Processo elástico e onipresente
Ruchester Marreiros Barbosa, delegado da Polícia Civil, também abordou o tema, em uma de suas colunas na ConJur. Sobre a tipificação penal do ato preparatório do atentado, ele afirmou que o legislador quer criar um processo penal elástico ou onipresente. “Não sabemos como se posicionará a doutrina e jurisprudência quanto a este dispositivo, mas parece que se for firmado entendimento viabilizando-o juridicamente, sua aplicação somente seria possível se fosse aplicada uma interpretação retrospectiva para se determinar uma espécie de prevenção para crimes antecedentes em razão do processo pelo crime de 'ato preparatório terrorista', para utilizarmos nosso exemplo”.
Gravidade do plano
Sobre a punição da preparação do atentado, os delegados Henrique Hoffmann Monteiro de Castro e Adriano Sousa Costa fizeram, em artigo na ConJur, distinção das penas para atos preparatórios imediatamente anteriores, atos preparatórios distantes e atos preparatórios remotos.

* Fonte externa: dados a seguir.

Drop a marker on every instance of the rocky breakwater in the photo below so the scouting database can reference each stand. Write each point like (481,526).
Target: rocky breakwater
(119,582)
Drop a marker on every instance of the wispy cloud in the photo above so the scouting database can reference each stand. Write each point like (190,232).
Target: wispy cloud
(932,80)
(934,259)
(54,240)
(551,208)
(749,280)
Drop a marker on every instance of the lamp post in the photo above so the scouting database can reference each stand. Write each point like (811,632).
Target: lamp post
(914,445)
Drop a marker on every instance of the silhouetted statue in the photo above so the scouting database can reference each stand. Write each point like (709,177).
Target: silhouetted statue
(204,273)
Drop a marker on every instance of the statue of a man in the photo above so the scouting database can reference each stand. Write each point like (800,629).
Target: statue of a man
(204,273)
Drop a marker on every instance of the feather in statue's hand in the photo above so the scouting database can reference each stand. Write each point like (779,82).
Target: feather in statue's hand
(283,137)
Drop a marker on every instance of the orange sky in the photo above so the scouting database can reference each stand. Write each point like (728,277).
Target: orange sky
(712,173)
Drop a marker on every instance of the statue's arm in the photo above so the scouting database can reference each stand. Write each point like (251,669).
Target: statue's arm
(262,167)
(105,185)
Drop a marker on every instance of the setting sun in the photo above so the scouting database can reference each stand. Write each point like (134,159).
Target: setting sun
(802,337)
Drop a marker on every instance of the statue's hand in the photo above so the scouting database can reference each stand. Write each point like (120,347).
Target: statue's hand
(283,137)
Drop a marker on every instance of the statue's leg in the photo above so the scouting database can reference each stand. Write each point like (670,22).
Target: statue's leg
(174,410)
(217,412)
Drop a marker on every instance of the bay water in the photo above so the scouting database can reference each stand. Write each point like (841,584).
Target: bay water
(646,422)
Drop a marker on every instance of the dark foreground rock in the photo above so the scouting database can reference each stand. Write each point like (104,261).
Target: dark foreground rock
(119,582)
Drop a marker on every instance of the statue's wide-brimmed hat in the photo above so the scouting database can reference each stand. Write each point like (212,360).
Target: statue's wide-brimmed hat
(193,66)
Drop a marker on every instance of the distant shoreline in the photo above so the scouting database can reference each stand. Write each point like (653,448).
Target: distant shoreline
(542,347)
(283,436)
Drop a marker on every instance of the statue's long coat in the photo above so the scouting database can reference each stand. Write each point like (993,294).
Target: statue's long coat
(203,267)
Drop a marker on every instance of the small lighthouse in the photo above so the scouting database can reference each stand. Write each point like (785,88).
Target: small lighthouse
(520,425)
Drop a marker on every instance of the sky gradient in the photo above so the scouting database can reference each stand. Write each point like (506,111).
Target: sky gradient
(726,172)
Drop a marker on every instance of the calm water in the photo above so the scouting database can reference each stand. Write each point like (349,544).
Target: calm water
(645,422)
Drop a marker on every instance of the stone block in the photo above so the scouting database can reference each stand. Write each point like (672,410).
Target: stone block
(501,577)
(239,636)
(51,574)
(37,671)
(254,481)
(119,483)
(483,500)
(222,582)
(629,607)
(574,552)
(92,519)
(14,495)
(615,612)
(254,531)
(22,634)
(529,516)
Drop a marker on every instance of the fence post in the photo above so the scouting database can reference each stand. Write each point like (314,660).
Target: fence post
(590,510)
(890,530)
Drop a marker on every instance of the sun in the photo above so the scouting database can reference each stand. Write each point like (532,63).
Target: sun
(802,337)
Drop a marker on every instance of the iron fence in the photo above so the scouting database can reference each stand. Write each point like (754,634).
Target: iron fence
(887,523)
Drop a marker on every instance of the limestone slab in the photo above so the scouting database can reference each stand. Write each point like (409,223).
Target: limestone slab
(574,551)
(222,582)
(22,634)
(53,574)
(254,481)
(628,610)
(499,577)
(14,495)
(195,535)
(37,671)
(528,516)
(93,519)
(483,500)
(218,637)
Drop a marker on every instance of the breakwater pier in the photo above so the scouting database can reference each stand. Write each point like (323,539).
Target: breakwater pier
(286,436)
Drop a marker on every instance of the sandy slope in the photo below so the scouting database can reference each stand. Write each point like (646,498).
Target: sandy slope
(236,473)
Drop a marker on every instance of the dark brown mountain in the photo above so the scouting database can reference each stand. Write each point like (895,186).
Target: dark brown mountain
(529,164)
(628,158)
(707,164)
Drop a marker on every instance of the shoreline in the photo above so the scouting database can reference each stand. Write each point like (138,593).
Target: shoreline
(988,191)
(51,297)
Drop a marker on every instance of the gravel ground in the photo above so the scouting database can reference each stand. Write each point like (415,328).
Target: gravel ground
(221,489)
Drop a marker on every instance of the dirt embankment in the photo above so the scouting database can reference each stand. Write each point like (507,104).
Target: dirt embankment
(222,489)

“Caso o agente pratique atos preparatórios imediatamente anteriores ao verbo nuclear do terrorismo, e não ocorrer a consumação por circunstâncias alheias à sua vontade, incide a tentativa antecipada (artigo 5º, caput – pena do crime consumado reduzida de 1/4 a 1/2). Já se o indivíduo abandonar voluntariamente a empreitada criminosa, ocorre a desistência voluntária ou arrependimento eficaz antecipados (artigo 10 – responde pelos atos praticados)”, explicaram os delegados.
Caso o agente pratique atos preparatórios distantes, o sujeito fica livre da responsabilidade penal. “Pense no exemplo: o sujeito aluga um apartamento pensando em, futuramente, criar um centro de treinamento de terroristas”, apontaram.
Já se os atos preparatórios remotos forem incriminados por tipo penal específico, a pessoa responderá pelo crime-obstáculo correspondente. “Visualize o exemplo: o indivíduo mantém em sua casa arma de fogo de uso permitido com o fim de, futuramente, apoderar-se de uma aeronave para provocar terror generalizado em razão de preconceito de cor. Responde pelo crime do artigo 12 do Estatuto do Desarmamento”, mostraram Hoffman e Sousa Cosa.
Preventiva, como as outras
Outro aspecto analisado por especialistas é a presença dos elementos para se manter os suspeitos presos. Para Francisco de Paula Bernardes Jr, criminalista do escritório Guillon & Bernardes Jr. Advogados e professor da Faap, as regras da prisão processual devem valer, igualmente, para todos os acusados, independentemente da acusação. “Nesse sentido, só se pode manter alguém processualmente preso quando presentes os requisitos da prisão temporária ou mesmo da prisão preventiva, previstos na legislação”, diz.